Not only is Don pumped about Shooter, he is pumped because our grandson Dano Graves is still racking up the TDs as the starting QB for Folsom High School. Don went to the game last night and is on his way home now. Folsom is now 5-0 after 5 games. Dano's stats are being called fantasy football. (his stats are on MaxPreps on-line) 20 TDs by game #4 and last night 6 TDs passing and 1 run in. 77% passing rate as of 4 games. Don't know what it is now after 5 games. 

I could go on and on as Dano's proud gramma. Don is worse. If you see him at the PRTA trial, don't ask him how is grandson Dano is doing as a 16 yr. old junior starting QB. He will bend your ear for a long time, and then launch into how Dano's big brother David did as Folsom's star QB last year. (Did good enough to be Sacto Player of the Year and get a full ride scholarship to the Univ of Hawaii where he is red shirting this year.)

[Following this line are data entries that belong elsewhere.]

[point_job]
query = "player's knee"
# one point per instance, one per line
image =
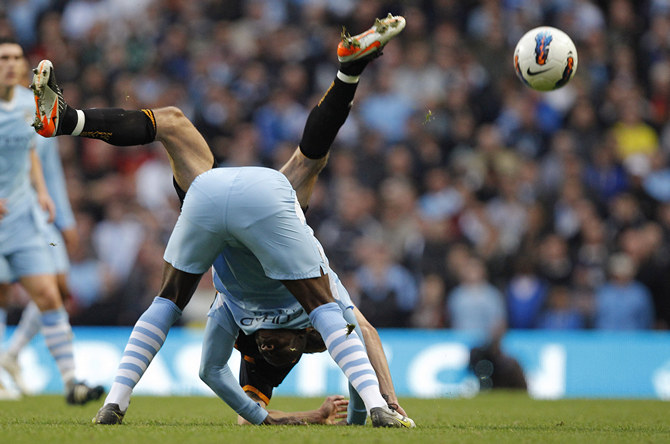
(46, 298)
(205, 374)
(168, 120)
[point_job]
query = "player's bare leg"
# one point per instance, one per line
(43, 290)
(187, 150)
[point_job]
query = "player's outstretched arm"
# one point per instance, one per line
(333, 411)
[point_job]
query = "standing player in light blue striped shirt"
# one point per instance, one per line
(61, 236)
(23, 195)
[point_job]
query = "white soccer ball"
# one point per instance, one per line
(545, 58)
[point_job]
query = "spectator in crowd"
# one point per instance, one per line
(623, 303)
(388, 292)
(561, 312)
(475, 305)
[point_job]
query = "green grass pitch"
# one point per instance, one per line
(488, 418)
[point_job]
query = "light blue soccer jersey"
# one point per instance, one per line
(252, 308)
(22, 242)
(52, 167)
(17, 137)
(248, 224)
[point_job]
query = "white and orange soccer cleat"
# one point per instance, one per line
(388, 417)
(49, 102)
(371, 41)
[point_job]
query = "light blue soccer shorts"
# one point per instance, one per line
(250, 208)
(24, 249)
(57, 249)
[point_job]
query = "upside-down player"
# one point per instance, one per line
(247, 222)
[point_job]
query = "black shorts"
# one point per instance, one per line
(256, 374)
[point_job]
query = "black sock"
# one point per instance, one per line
(115, 126)
(326, 118)
(68, 121)
(356, 67)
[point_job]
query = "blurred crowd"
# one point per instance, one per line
(455, 197)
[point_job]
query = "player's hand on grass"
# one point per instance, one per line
(392, 402)
(283, 420)
(334, 410)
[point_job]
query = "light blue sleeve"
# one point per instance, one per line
(357, 414)
(47, 149)
(214, 371)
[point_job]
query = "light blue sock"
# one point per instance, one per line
(348, 352)
(356, 412)
(145, 341)
(58, 337)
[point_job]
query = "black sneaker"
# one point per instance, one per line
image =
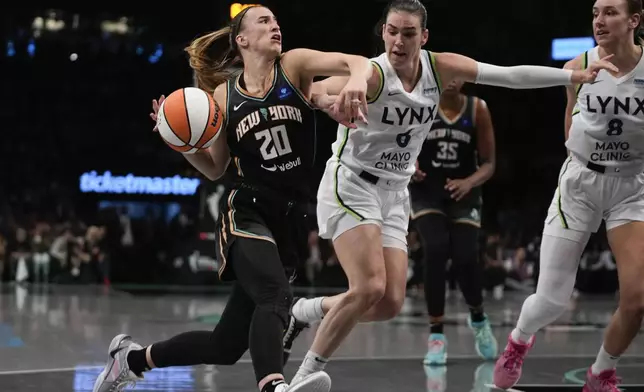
(291, 333)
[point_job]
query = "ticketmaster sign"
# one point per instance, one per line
(130, 184)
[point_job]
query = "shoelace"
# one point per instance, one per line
(610, 382)
(483, 335)
(513, 358)
(436, 345)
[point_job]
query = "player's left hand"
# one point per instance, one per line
(155, 111)
(353, 98)
(589, 74)
(327, 103)
(458, 188)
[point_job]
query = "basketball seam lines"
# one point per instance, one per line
(170, 126)
(185, 105)
(203, 133)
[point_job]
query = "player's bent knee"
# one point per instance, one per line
(631, 301)
(389, 306)
(217, 356)
(368, 293)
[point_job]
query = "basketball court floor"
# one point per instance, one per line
(55, 339)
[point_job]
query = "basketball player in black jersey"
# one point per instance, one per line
(270, 137)
(458, 156)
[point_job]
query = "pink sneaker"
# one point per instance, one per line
(507, 370)
(605, 381)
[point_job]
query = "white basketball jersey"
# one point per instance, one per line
(608, 119)
(389, 144)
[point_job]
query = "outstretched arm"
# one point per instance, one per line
(571, 95)
(302, 65)
(456, 67)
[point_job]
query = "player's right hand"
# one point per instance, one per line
(155, 111)
(418, 175)
(589, 74)
(327, 103)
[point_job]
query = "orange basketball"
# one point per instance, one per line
(189, 120)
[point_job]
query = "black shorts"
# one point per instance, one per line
(428, 198)
(251, 212)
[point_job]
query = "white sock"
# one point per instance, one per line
(308, 310)
(312, 363)
(604, 361)
(520, 336)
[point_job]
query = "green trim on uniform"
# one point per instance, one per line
(336, 189)
(345, 207)
(584, 66)
(345, 139)
(381, 83)
(432, 64)
(560, 212)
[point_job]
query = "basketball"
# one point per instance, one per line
(189, 120)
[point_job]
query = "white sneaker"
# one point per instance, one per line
(117, 374)
(314, 382)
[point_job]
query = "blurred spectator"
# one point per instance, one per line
(19, 256)
(494, 273)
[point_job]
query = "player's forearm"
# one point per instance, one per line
(359, 67)
(205, 163)
(484, 173)
(525, 76)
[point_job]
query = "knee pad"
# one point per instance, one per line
(279, 303)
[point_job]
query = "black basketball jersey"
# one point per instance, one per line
(450, 149)
(272, 140)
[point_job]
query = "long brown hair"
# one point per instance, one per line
(635, 7)
(212, 54)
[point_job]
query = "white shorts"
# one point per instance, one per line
(345, 201)
(584, 197)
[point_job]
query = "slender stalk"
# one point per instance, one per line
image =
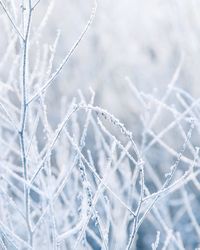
(23, 119)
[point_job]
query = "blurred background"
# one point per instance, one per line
(140, 42)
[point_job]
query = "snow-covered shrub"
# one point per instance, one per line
(72, 175)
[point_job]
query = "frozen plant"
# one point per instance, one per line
(77, 177)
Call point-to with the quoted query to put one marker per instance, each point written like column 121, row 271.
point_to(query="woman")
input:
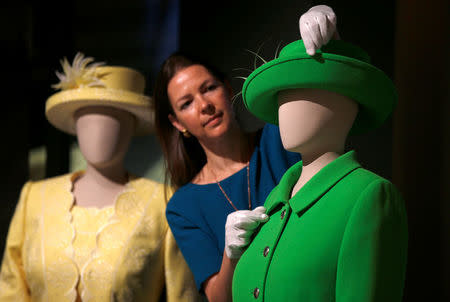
column 99, row 234
column 217, row 168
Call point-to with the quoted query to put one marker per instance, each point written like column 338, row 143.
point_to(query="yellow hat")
column 95, row 85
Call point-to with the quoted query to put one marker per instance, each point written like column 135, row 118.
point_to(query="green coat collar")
column 315, row 187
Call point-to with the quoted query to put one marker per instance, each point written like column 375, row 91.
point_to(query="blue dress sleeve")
column 198, row 247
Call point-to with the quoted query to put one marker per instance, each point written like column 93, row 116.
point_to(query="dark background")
column 406, row 39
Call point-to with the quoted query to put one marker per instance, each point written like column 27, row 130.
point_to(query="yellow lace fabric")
column 133, row 257
column 87, row 222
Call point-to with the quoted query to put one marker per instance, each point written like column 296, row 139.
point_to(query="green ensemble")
column 341, row 237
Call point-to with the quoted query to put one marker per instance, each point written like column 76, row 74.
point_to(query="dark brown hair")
column 184, row 157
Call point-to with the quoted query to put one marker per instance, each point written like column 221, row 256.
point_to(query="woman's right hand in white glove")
column 239, row 229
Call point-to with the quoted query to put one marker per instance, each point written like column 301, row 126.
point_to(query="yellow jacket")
column 135, row 258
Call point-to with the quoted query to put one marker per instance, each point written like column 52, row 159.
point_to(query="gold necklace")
column 225, row 194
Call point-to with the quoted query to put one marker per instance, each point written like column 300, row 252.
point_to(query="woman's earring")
column 186, row 133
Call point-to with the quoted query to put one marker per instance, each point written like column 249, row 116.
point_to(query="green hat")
column 339, row 67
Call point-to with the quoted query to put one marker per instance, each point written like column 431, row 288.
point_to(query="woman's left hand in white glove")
column 239, row 229
column 317, row 27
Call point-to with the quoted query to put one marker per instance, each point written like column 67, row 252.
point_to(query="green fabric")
column 339, row 67
column 343, row 238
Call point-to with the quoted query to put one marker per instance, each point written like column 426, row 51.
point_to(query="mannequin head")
column 104, row 134
column 314, row 121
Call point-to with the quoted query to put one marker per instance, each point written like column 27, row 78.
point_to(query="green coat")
column 342, row 237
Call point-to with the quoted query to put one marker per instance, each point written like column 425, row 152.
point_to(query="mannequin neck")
column 100, row 187
column 312, row 164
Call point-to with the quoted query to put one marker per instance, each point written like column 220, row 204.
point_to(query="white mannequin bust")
column 104, row 134
column 314, row 123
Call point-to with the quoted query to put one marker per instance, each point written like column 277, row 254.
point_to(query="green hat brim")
column 358, row 80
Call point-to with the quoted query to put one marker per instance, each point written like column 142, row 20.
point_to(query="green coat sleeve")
column 372, row 256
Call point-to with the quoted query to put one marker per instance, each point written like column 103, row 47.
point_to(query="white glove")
column 317, row 27
column 239, row 228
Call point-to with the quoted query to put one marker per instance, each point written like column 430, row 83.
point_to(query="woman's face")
column 201, row 103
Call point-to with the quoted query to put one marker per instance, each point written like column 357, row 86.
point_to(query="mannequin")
column 104, row 134
column 325, row 118
column 98, row 234
column 336, row 232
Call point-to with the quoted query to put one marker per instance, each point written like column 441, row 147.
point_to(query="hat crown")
column 121, row 78
column 336, row 47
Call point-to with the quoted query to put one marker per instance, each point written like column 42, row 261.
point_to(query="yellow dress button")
column 256, row 293
column 266, row 251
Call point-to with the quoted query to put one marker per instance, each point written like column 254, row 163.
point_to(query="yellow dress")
column 55, row 252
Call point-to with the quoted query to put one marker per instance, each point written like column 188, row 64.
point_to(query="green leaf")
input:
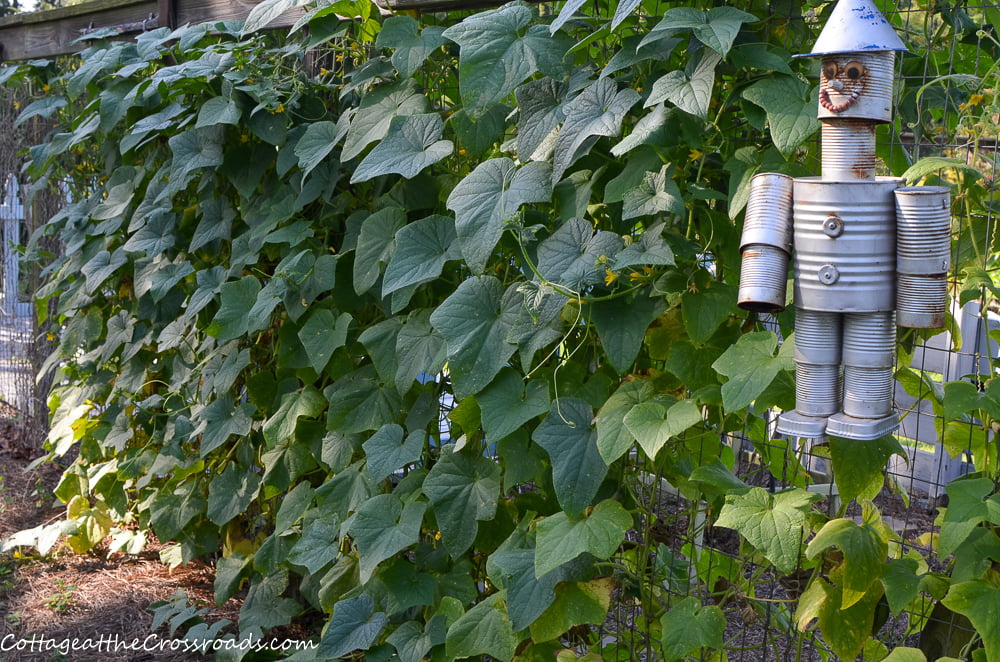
column 376, row 246
column 613, row 437
column 649, row 249
column 508, row 403
column 901, row 583
column 316, row 143
column 383, row 527
column 318, row 545
column 419, row 349
column 376, row 112
column 577, row 466
column 969, row 503
column 864, row 552
column 473, row 324
column 790, row 108
column 656, row 194
column 488, row 197
column 751, row 366
column 621, row 325
column 576, row 603
column 860, row 468
column 386, row 450
column 100, row 267
column 355, row 625
column 411, row 144
column 499, row 49
column 267, row 11
column 979, row 601
column 322, row 334
column 464, row 491
column 689, row 90
column 704, row 311
column 653, row 425
column 264, row 608
column 539, row 107
column 422, row 248
column 237, row 300
column 230, row 493
column 218, row 110
column 229, row 574
column 478, row 135
column 598, row 533
column 776, row 524
column 574, row 255
column 308, row 403
column 597, row 111
column 483, row 630
column 932, row 164
column 845, row 630
column 411, row 46
column 360, row 402
column 716, row 28
column 689, row 626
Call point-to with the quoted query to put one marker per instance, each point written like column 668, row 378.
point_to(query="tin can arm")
column 766, row 244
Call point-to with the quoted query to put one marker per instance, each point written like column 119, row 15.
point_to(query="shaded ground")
column 89, row 596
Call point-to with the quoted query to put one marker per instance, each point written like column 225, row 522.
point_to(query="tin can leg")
column 818, row 374
column 869, row 349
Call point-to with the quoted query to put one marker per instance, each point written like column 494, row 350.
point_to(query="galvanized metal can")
column 869, row 340
column 923, row 255
column 857, row 85
column 818, row 389
column 818, row 337
column 868, row 391
column 768, row 218
column 921, row 301
column 845, row 244
column 848, row 149
column 923, row 230
column 763, row 279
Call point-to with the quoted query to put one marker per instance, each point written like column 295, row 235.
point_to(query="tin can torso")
column 845, row 244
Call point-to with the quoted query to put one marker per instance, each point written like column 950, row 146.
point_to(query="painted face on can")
column 842, row 82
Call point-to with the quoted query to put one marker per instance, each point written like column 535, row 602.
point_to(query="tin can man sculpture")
column 867, row 253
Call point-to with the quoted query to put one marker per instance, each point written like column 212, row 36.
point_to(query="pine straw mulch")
column 84, row 596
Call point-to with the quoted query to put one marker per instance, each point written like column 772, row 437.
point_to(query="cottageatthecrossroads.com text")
column 108, row 643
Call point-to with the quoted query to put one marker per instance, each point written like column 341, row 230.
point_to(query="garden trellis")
column 244, row 350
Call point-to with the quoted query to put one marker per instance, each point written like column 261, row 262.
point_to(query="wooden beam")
column 52, row 32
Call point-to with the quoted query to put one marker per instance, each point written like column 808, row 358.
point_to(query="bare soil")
column 46, row 601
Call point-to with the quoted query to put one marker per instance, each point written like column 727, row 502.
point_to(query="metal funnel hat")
column 856, row 25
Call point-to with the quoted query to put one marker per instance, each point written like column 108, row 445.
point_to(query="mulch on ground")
column 65, row 596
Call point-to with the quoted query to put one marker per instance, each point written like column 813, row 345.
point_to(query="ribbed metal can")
column 845, row 244
column 921, row 301
column 868, row 391
column 763, row 279
column 768, row 218
column 923, row 230
column 865, row 81
column 818, row 337
column 869, row 339
column 848, row 150
column 818, row 389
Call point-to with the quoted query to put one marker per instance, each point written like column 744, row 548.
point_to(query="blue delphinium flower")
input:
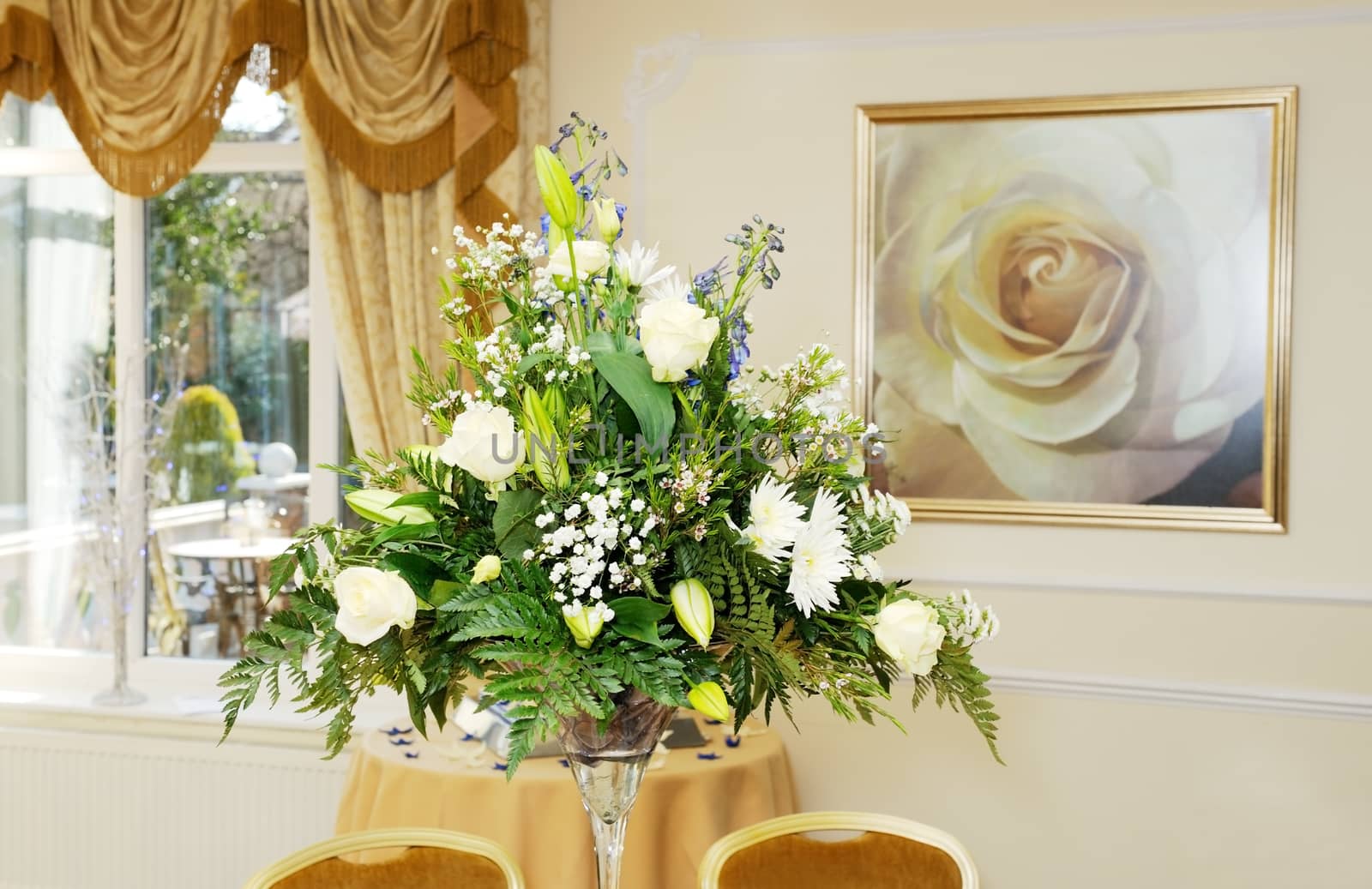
column 738, row 350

The Sacramento Bee wondered if young Dano could fill his brother's shoes. Well, he is and he is beating records to boot, including some records his brother set.


----------



## Annette (Mar 21, 2004)

Congratulations Pat and Deb on Shooter's 2nd in the Derby. 
Does anyone know the other Derby placments and Jams?

Congratulations Helen and Don on your grandson's TDs


----------



## Troopers Mom (Nov 19, 2005)

In the Limited, call backs to the 2nd series. There were 58 dogs called back.

1-2-3-5-6-7-8-9-10-13-14-15-17-21-22-23-24-26-27-28-29-30-33-37-38-39-40-41-43-45-48-49-50-51-52-53-54-55-56-57-59-60-61-64-65-66-68-69-70-72-74-76-77-79-80-81-82-83

Also heard that Leica II won the derby and Make It Happen Captain (Cappy) got the RJ. Didn't get any more info on the derby.

Arleen


----------



## Annette (Mar 21, 2004)

Arleen Thanks for the info on the Derby and the Limited.
Congratulations to the Derby winner Leica II handled by Jerry Patopea and Derby RJ Cappy.


----------



## Troopers Mom (Nov 19, 2005)

Okay, here we go again. Callbacks to the 2nd series in the Qual. 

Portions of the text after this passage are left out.